2.2 Machine learning

Machine learning is a discipline where computer systems are able to learn and perform their work even if they were not explicitly programmed [40]. The most commonly used machine learning techniques in the literature on software quality prediction are supervised learning, reinforcement learning, and unsupervised learning. This subsection describes the investigated classification models.

  • Multilayer Perceptron (MLP) [41, 42] This is an artificial neural network (ANN) model that consists of a layer as an input, at least one hidden layer, and an output layer. Every node is a neuron that utilizes a nonlinear activation function, and it associates with other nodes in the next layer with a specific weight. MLP constantly utilizes the backpropagation technique for training.

  • Support Vector Machines (SVMs) [43, 44] These are supervised learning models with related learning techniques, and these learning algorithms can be used for regression or classification. SVM was defined by Vapnik [45] based on the principle of structured risk minimization. The main objective of SVM is empirical error minimization and geometric margin maximization. Commonly, the extent to which deviations are tolerated, the complexity parameter C, and the kernel are the parameters that are used to define the SVM model.

  • Radial Basis Function Networks(RBFs) [46, 47] This is a type of neural network that has three layers, one being an input layer, the second being a hidden layer, and the third being a linear output layer. Three types of RBFs are multiquadric, polyharmonic spline, and Gaussian. RBF networks are used for classification, function approximation, and system control.

  • Bayesian Belief Networks (BBNs) [48] This is a convenient graphical model for representing a collection of variables and their probabilistic independencies. In this model, a random variable is represented by a node in the graph, whereas the probabilistic dependencies among the corresponding random variables are represented by the edges connecting the nodes.

  • Naive Bayes (NB) [47, 49] This is a supervised learning algorithm that employs the Bayes algorithm with the “naive” assumption of conditional independence among each pair of attributes.

  • Random Forests (RF) is a supervised learning algorithm that contains many unpruned classifications or regression trees such that every tree is based on the values of a random vector experimented individually and with the same distribution for all trees in the forest. RF can be employed for both classification and regression problems [50, 51].

  • Linear Regression (LR) is a modeling method that is applied to find the correlation between the target and independent variables in the dataset by utilizing the linear predictor functions [52,53,54].

  • Multinomial Naive Bayes (MNB) Multinomial naive Bayes is a version of NB that is introduced for text classification. In MNB, the data samples follow a multinomial distribution [49, 55].

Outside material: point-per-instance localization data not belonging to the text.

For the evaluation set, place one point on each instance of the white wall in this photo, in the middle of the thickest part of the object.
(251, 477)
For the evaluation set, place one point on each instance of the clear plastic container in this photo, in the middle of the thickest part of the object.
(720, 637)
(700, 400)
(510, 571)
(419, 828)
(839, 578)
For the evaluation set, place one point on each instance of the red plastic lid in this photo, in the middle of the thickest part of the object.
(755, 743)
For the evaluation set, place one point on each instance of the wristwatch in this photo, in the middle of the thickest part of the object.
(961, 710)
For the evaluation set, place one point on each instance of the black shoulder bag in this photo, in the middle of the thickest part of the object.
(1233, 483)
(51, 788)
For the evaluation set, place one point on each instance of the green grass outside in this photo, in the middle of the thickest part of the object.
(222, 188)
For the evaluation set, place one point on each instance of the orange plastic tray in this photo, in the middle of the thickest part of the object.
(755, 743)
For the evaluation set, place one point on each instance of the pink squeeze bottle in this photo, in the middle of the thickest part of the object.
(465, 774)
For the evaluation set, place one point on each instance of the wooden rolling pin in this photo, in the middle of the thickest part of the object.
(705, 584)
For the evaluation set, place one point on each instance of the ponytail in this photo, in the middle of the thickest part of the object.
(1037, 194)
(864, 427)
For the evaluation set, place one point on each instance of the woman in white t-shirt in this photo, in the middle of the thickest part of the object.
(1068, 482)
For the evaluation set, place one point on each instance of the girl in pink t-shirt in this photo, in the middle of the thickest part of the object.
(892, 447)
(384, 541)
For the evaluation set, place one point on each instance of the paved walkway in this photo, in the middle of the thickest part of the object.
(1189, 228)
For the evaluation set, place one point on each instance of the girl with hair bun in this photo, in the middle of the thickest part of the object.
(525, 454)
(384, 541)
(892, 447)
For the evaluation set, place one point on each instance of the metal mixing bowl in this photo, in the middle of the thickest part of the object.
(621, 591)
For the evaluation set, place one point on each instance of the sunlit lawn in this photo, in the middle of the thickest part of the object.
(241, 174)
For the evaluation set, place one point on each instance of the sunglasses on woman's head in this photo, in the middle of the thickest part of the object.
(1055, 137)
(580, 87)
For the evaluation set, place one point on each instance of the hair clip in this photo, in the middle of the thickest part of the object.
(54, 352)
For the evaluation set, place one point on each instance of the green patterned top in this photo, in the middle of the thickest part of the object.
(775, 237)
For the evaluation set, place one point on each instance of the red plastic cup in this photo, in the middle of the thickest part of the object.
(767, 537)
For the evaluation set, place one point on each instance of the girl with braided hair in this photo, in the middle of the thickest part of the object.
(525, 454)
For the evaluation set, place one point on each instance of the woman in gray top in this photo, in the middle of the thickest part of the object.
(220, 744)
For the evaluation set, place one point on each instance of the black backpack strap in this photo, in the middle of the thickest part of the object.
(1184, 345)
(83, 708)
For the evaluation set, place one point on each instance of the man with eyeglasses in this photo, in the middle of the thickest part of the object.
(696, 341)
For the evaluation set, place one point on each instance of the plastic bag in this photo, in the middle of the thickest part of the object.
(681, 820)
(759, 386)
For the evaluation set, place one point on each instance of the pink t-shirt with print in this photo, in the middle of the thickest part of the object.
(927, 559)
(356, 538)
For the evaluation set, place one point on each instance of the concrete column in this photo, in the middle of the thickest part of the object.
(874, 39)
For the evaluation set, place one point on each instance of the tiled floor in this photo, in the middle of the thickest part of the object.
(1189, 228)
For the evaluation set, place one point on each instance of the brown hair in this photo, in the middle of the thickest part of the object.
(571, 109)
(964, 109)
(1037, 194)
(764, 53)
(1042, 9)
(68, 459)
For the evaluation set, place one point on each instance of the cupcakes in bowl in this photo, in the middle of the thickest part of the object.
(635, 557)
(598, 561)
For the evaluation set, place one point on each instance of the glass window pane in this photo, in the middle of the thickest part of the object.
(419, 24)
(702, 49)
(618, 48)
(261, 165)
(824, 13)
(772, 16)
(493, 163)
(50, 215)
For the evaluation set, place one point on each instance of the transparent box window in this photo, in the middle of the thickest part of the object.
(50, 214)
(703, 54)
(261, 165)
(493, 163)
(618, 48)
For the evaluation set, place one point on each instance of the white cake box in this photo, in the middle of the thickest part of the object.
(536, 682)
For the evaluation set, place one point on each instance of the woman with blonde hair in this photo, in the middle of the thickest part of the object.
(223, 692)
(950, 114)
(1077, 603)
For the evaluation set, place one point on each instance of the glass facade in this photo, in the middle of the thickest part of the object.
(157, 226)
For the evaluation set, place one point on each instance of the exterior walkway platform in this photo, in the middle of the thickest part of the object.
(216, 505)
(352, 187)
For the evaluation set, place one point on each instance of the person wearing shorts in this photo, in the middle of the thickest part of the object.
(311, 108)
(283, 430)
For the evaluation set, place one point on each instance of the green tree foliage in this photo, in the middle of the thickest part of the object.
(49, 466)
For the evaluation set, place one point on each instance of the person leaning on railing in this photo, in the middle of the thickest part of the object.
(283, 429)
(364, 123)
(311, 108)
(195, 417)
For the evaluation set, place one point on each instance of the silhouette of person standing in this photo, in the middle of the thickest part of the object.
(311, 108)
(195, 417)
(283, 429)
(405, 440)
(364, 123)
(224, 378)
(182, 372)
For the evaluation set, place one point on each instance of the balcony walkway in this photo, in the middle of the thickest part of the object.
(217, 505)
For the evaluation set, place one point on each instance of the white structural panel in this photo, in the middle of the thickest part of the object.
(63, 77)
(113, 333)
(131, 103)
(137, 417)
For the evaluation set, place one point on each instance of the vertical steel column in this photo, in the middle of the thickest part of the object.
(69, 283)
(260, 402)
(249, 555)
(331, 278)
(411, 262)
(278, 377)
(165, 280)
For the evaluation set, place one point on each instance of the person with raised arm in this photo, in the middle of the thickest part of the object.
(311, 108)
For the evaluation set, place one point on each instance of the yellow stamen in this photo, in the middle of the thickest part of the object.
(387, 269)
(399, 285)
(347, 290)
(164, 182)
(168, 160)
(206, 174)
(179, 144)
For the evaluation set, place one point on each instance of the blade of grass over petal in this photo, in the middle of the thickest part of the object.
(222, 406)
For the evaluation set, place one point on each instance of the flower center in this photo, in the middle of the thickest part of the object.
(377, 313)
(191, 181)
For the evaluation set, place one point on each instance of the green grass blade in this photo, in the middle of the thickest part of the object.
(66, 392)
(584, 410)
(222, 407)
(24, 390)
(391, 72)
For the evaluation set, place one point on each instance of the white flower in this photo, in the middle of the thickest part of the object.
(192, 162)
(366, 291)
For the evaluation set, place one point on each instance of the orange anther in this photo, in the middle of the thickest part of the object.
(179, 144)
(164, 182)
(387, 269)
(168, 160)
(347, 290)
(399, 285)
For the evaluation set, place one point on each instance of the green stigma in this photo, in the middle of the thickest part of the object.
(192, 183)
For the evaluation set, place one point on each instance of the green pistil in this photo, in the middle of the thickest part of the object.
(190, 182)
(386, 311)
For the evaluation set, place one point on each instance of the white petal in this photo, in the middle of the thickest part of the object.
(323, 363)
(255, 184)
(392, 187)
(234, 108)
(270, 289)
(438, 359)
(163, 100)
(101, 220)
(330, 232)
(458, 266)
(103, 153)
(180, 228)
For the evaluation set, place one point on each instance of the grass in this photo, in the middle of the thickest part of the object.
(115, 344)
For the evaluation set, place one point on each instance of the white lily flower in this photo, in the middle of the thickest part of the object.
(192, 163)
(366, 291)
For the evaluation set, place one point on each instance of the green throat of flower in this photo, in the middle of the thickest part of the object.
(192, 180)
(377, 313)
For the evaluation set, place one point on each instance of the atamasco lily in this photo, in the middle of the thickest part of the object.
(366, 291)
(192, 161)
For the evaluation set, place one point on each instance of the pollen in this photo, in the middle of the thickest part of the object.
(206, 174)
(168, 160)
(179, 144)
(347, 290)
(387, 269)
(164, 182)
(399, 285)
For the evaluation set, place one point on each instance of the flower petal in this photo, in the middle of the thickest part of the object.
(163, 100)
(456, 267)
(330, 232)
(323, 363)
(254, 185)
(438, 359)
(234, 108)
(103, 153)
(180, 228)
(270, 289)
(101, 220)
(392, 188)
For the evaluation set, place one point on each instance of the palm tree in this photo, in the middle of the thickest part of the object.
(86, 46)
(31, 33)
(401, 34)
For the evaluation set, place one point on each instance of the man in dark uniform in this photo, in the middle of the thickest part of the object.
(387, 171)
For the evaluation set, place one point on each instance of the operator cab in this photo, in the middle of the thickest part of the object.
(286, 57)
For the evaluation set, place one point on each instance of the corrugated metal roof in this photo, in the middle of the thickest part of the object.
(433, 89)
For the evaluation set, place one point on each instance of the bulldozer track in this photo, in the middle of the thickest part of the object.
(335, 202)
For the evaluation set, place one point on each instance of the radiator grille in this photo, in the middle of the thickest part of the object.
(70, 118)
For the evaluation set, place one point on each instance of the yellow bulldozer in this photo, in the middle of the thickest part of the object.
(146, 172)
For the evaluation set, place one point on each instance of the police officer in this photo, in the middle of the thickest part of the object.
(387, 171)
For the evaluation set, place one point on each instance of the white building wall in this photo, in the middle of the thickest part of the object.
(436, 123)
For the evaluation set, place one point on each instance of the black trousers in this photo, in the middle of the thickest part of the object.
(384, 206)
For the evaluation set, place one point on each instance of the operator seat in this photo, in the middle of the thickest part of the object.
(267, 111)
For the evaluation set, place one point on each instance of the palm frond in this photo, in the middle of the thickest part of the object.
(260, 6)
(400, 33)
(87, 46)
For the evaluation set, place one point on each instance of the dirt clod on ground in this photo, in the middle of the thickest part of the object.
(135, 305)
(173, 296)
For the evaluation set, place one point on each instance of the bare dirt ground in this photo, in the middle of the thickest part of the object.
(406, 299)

  • Decision Tree (DT) [56] This is one of the most successful options for the supervised learning method for regression and classification. The C4.5 algorithm is the most commonly used technique to generate decision trees [57].

3 Research Methodology

The main objective of this study is to identify and analyze all relevant studies that use machine learning to detect code smells. As previously mentioned, we followed the SLR guidelines suggested by Kitchenham and Charters [31]. An SLR is a well-defined and systematic way of finding, assessing, and analyzing published primary research [58,59,60,61]. The SLR gives a strong basis on which to make claims on research questions, but it needs considerably more effort than a traditional literature review [62]. The SLR process involves six phases, followed in sequence as shown in Fig. 2:

Fig. 2
figure 2

Systematic literature review process phases

  • Research questions

  • Search strategy design

  • Study selection

  • Quality assessment

  • Data extraction

  • Data synthesis

In the first phase, a number of research questions based on the goal of the current SLR are defined. Then, a search strategy is built to find all the studies relevant to the research questions. Next, the search string, the digital libraries and the inclusion and the exclusion criteria are identified, and in the fourth phase, a set of quality assessment criteria are identified and applied to the selected papers. In the data extraction phase, the data extraction cards are created and employed to obtain data from the selected papers. Finally, in the data synthesis phase, appropriate methodologies are defined to synthesize the extracted data.

3.1 Research questions

Constructing the research questions is a significant step in the SLR process. Five research questions are defined to achieve our research objective:

  • RQ1: Which machine learning techniques have been applied to detect code smells?

The objective of RQ1 is to identify the machine learning techniques that have been applied to detect code smells. Researchers can use the outcomes of this question to identify the most applied machine learning techniques for code smells detection and to investigate the possibility of implementing unused techniques.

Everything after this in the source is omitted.